Both men repeatedly warned of the danger to our republic inherent in the growth of political parties.
"The arts of electioneering will poison the fountains of liberty," Madison wrote.
In his farewell address, Washington sounded the alarm about the "baneful effects" of parties, saying that they would eventually become the country's "worst enemy" and would leave liberty in ruins.
"In the course of time," said America's first president, political parties would become "potent engines, by which cunning, ambitious and unprincipled men will be enabled to subvert the power of the people, and to usurp for themselves the reins of government; destroying afterwards the very engines which have lifted them to unjust dominion."

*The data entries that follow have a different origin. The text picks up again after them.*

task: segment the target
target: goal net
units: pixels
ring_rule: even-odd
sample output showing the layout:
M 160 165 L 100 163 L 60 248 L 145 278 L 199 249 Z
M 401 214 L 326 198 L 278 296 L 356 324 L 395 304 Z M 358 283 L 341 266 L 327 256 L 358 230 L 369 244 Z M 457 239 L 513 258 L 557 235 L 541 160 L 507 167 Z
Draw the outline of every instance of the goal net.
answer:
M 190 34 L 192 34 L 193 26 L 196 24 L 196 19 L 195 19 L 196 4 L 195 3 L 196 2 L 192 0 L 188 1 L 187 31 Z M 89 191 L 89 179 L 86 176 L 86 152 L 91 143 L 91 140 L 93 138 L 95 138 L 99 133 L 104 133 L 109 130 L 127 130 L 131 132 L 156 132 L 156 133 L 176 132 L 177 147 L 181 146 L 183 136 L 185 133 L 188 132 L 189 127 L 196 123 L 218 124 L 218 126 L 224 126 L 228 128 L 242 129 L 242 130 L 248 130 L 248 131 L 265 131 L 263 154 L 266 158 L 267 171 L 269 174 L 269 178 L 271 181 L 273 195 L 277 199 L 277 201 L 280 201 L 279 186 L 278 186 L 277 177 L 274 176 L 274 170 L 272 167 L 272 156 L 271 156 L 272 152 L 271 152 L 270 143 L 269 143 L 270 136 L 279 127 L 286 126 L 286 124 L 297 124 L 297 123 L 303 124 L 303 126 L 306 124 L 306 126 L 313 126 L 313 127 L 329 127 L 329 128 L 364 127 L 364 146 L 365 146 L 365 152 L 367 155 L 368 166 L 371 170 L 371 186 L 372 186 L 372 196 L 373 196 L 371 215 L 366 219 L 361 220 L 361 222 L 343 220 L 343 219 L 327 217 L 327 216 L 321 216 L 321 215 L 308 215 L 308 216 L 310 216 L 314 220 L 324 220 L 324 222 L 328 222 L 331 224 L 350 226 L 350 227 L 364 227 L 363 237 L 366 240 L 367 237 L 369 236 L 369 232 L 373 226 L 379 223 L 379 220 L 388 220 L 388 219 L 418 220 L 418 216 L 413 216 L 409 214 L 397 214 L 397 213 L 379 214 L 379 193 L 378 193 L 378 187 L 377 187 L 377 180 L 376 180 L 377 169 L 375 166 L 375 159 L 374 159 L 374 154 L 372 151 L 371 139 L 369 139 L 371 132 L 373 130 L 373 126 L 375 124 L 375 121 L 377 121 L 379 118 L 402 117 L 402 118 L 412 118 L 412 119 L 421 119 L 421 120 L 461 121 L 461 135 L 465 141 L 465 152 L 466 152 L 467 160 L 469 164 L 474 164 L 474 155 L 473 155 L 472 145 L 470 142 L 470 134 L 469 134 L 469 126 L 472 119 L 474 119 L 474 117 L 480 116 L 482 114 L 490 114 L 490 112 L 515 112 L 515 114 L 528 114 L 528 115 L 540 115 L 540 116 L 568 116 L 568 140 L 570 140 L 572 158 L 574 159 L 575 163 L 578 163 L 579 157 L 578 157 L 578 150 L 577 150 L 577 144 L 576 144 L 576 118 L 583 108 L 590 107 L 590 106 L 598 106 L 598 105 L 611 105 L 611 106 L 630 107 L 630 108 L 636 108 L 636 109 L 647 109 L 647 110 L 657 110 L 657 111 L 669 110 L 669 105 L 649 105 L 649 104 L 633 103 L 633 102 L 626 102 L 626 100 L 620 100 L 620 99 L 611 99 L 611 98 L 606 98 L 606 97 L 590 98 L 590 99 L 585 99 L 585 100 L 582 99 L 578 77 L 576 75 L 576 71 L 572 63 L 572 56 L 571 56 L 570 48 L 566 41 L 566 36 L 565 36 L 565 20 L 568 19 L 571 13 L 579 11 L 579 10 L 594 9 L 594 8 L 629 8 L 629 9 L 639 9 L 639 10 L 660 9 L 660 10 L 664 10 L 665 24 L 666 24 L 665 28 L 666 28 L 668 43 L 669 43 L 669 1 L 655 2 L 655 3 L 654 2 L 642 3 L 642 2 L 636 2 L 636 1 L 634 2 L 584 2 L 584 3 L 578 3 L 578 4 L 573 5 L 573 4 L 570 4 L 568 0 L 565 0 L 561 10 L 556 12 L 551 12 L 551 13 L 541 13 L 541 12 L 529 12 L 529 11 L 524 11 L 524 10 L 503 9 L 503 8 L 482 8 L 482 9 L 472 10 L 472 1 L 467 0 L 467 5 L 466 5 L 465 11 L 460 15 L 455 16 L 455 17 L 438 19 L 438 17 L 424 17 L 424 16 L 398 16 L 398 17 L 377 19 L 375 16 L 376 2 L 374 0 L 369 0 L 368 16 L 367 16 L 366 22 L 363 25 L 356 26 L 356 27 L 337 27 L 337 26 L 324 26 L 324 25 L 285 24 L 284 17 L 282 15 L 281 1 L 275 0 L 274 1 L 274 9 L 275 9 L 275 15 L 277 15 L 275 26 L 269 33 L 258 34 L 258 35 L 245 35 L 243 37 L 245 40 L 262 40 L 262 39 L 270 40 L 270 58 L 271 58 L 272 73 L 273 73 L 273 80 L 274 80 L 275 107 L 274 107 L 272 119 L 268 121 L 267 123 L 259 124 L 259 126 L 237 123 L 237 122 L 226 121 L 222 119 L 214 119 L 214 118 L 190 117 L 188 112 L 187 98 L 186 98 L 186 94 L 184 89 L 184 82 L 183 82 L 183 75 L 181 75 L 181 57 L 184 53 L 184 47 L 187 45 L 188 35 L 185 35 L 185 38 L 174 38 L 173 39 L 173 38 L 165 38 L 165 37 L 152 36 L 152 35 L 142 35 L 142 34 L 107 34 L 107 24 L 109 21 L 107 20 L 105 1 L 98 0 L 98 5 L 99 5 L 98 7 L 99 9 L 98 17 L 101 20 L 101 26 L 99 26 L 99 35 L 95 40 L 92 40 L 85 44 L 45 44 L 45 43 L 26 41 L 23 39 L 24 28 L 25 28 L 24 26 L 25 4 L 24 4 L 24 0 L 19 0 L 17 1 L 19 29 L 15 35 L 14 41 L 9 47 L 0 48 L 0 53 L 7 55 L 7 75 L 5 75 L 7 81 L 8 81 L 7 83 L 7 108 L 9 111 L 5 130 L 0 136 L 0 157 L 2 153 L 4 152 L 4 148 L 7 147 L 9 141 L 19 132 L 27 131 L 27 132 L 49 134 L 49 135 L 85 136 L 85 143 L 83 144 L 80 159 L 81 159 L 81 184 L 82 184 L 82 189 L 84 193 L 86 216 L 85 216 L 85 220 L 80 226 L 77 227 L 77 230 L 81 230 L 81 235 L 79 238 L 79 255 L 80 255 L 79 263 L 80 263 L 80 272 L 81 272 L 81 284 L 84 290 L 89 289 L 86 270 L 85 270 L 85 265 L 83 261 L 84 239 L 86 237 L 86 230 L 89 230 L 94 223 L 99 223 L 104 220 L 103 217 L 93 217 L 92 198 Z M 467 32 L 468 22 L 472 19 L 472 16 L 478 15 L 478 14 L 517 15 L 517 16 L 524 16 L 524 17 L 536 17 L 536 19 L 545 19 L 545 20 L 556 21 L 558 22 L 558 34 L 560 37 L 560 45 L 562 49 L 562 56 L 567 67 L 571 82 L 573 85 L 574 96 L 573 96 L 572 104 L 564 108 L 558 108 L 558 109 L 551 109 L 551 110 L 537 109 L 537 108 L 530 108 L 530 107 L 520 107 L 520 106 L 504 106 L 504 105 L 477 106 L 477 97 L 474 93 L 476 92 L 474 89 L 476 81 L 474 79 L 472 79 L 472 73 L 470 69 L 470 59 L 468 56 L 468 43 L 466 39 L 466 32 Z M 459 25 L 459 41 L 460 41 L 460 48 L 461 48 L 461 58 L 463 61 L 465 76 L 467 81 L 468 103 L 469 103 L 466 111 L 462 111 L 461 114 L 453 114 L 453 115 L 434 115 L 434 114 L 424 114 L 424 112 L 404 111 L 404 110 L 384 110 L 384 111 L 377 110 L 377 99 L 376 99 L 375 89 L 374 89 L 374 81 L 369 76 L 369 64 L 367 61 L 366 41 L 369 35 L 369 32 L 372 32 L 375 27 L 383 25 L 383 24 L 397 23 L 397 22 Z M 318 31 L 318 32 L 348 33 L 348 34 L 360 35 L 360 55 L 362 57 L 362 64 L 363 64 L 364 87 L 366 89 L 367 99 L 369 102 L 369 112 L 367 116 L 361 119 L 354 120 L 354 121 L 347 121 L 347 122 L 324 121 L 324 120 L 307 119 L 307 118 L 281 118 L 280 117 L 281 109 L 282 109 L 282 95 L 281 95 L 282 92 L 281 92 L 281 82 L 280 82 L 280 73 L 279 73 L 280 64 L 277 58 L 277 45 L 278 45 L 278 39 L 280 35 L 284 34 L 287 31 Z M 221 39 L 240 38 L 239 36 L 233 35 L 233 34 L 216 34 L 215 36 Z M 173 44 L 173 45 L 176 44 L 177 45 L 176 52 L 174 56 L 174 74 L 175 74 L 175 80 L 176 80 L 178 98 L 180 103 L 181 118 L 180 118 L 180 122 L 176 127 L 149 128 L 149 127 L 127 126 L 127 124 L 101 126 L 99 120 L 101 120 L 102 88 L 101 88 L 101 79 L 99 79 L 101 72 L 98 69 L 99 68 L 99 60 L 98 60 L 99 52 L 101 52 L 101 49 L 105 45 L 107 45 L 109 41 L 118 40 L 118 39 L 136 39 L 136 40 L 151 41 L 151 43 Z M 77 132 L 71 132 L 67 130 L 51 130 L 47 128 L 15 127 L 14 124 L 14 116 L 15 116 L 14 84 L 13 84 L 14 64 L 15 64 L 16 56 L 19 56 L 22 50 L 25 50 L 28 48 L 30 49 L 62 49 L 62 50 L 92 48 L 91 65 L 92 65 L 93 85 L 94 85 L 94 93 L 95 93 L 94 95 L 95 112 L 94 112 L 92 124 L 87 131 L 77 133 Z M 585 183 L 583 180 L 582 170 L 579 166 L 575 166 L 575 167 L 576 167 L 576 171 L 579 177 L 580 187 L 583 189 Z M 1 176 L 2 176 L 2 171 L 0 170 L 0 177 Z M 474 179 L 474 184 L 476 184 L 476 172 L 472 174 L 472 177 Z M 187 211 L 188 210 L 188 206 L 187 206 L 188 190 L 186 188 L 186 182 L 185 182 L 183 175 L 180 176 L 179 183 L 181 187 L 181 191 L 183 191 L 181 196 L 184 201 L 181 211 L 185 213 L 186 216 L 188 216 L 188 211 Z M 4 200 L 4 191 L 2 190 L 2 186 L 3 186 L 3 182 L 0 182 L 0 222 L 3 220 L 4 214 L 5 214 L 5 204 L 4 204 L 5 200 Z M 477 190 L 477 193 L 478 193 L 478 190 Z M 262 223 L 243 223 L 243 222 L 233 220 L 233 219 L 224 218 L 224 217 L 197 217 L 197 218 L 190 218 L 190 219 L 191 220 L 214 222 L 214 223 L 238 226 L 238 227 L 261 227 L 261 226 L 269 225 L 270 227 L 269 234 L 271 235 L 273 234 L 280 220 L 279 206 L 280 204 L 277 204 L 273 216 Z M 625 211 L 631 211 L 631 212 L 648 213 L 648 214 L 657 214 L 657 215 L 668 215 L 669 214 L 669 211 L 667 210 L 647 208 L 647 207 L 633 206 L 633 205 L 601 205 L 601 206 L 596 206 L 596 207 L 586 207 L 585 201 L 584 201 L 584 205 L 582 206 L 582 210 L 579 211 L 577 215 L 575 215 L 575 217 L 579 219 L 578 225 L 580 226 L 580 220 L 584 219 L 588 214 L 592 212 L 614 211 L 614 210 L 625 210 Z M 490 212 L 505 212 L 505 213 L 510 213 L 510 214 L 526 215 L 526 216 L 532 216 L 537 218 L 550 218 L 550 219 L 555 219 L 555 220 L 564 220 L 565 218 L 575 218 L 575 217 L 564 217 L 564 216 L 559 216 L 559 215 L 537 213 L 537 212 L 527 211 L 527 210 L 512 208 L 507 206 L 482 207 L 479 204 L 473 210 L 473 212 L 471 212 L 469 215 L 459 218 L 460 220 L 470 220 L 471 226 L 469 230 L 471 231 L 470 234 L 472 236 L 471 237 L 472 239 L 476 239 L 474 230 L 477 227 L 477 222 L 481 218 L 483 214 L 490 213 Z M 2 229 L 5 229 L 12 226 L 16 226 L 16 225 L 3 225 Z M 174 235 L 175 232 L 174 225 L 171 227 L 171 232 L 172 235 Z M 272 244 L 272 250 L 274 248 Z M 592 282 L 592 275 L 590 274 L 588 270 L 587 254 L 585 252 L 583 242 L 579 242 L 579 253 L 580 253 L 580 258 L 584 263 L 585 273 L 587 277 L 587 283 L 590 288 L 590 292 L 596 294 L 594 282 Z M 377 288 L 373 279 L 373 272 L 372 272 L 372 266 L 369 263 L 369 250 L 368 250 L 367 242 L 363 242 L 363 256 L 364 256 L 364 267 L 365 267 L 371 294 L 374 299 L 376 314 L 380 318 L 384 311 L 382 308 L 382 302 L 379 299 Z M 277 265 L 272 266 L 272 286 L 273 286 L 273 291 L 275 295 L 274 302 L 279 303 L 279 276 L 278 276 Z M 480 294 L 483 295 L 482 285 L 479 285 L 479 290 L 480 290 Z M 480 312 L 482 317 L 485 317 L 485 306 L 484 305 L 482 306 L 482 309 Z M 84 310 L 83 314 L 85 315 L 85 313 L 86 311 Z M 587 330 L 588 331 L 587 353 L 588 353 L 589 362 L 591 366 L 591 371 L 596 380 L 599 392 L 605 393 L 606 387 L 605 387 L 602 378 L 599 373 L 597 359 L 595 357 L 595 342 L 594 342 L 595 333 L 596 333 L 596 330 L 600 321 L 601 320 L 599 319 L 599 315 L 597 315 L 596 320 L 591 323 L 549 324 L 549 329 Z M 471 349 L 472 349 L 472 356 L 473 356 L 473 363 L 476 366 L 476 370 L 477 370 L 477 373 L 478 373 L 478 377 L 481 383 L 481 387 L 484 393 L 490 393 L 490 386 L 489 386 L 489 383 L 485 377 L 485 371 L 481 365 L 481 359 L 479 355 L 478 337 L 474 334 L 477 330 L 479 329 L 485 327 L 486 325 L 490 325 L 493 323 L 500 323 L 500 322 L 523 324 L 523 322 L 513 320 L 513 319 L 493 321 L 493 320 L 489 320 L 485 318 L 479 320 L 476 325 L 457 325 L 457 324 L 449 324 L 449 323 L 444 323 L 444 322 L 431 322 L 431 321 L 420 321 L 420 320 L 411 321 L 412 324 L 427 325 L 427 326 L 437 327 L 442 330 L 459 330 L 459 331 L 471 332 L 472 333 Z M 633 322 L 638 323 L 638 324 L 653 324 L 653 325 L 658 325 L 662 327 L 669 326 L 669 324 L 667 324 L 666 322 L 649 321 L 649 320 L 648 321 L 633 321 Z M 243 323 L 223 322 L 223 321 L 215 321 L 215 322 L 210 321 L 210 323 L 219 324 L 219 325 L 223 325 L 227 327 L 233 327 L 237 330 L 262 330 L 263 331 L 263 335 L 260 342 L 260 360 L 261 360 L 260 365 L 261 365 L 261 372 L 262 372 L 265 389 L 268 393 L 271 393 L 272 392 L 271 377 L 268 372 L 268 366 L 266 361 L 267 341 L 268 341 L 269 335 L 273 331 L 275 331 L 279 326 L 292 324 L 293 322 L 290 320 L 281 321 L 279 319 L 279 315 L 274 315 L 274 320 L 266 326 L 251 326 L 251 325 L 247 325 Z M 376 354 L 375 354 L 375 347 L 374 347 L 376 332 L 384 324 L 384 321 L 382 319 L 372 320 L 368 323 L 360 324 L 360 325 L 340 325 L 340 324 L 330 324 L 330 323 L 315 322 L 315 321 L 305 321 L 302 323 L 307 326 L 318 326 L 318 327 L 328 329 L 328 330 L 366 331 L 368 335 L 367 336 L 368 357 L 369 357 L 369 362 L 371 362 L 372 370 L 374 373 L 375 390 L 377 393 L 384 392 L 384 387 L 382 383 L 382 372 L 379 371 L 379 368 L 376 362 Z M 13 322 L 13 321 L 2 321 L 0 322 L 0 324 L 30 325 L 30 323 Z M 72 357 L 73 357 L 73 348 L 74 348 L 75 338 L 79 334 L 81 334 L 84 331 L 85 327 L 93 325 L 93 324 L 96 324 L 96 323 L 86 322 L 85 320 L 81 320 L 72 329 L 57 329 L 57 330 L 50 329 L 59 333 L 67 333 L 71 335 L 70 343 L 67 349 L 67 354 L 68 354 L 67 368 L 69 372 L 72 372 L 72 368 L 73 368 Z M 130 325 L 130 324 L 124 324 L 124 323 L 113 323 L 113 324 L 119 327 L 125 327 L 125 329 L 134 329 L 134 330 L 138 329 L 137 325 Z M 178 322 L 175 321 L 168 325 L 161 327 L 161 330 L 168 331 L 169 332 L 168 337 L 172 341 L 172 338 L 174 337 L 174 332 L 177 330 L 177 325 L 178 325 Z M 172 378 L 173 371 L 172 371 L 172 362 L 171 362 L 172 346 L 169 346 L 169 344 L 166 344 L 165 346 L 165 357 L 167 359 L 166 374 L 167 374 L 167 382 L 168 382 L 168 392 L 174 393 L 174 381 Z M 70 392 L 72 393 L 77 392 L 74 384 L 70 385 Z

In his new book, "The Parties Versus the People: How to Turn Republicans and Democrats into Americans," Mickey Edwards, a former GOP member of Congress from Oklahoma, sounds the warning again.
Mr. Edwards writes persuasively that the two political parties have overtaken our electoral system, leading to the current era of partisan demagoguery. Slavish party loyalty trumps political philosophy, be it liberal, conservative or something in between.
Here in Missouri, we have the perfect example of that. GOP strategists are desperately trying to push U.S. Rep. Todd Akin, a Wildwood Republican, out of the race against Democratic incumbent Claire McCaskill.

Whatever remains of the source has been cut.